Il Comune di Gela adotta il modello di organizzazione previsto dal decreto legislativo 231/2001 e si dota di un infallibile strumento di prevenzione contro le infiltrazioni criminali di ogni tipo oltre a darsi un modello di governance efficiente. Un ente locale (quasi 800 dipendenti e una popolazione amministrata di 80mila persone), guidato da Angelo Fasulo a capo di una giunta di centrosinistra che si pone all’avanguardia della battaglia per la legalità e prova a rendere tracciabili tutte le procedure interne per evitare qualsiasi contatto con le mafie ma anche tentativi di corruzione. Gela si vanta di essere il primo ente locale (che non è obbligato a farlo) a sperimentare questo tipo di organizzazione. «Pur non essendo obbligati gli enti pubblici possono agire nello spirito del decreto legislativo 231/2001. Bisogna ben capire come il modello verrà applicato visto che a differenza delle imprese l’ente locale è chiamato a rispettare leggi e regolamenti. In ogni caso considero questa una strada innovativa che tutti dovrebbero percorrere» dice Costantino Visconti, docente universitario palermitano che opera all’interno del Dems, il dipartimento dell’università di Palermo diretto da Giovanni Fiandaca.

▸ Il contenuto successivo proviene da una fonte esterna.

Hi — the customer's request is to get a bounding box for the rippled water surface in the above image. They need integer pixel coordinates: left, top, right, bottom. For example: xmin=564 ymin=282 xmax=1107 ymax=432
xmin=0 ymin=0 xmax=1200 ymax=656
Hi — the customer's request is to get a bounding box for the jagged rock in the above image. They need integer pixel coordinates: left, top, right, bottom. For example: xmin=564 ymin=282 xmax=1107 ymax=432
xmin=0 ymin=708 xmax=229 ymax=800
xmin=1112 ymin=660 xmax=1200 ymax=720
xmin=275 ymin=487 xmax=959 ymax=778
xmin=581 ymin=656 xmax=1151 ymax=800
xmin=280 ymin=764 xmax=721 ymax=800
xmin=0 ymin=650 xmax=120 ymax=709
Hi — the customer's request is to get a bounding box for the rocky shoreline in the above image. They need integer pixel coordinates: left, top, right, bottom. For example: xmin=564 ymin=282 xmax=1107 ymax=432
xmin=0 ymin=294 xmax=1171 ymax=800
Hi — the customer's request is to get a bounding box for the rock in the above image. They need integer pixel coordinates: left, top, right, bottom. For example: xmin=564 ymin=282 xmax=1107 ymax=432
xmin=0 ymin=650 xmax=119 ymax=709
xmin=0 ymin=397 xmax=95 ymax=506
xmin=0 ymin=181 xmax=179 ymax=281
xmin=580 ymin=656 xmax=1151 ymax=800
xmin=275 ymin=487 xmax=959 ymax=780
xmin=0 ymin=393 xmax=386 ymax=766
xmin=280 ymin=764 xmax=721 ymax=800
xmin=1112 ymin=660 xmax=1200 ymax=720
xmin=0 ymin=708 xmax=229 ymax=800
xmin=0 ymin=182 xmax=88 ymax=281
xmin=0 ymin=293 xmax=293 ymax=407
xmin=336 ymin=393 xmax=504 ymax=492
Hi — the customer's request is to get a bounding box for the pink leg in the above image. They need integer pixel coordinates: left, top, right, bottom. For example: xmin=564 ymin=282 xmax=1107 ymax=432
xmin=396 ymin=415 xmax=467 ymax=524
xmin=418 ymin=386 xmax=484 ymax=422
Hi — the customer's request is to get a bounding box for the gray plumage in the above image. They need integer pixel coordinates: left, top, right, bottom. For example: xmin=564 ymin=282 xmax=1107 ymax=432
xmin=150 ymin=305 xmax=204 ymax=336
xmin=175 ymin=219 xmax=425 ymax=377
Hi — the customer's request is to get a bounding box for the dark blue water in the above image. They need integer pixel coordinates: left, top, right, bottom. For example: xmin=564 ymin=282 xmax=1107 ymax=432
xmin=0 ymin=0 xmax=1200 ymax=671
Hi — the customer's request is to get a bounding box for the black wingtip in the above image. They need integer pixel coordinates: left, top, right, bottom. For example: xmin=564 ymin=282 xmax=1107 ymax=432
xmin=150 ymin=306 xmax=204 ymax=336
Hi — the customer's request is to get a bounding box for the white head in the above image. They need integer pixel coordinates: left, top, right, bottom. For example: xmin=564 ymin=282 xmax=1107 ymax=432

«Credo – dice Lucia Lotti, capo della procura della Repubblica a Gela – che si tratti di un processo molto interessante soprattutto perché riguarda un ente pubblico. Il modello può dare grandi risultati rispettando tre punti cardine: le procedure, il principio di responsabilità e la presenza di organismo di controllo. Ai fini della prevenzione antimafia, in particolare, bisognerà vedere di quali procedure si dota l’ente e di quanto sono incisivi i controlli». Un aspetto molto interessante, quest’ultimo, ai fini della prevenzione e della trasparenza in caso di accesso antimafia da parte delle prefetture: in linea teorica l’applicazione del decreto legislativo 231 potrebbe aiutare gli enti a individuare responsabilità precise in settori ad alto rischio di collusione con la criminalità organizzata (affidamento di incarichi, espletamento di gare d’appalto o affidamenti diretti). Non è il caso di Gela, oggi, ma non sono pochi in tutto il paese gli enti locali interessati dall’accesso antimafia. «Noi – dice il sindaco che oggi parteciperà al Forum Pa per presentare la fatturazione elettronica che prevede anche il pagamento in ordine cronologico delle fatture– pensiamo di poter arrivare tra un anno a ottenere una certificazione che attesti la buona prassi sul fronte della lotta alle infiltrazioni criminali ma anche che si tratta di un modello che garantisce efficienza».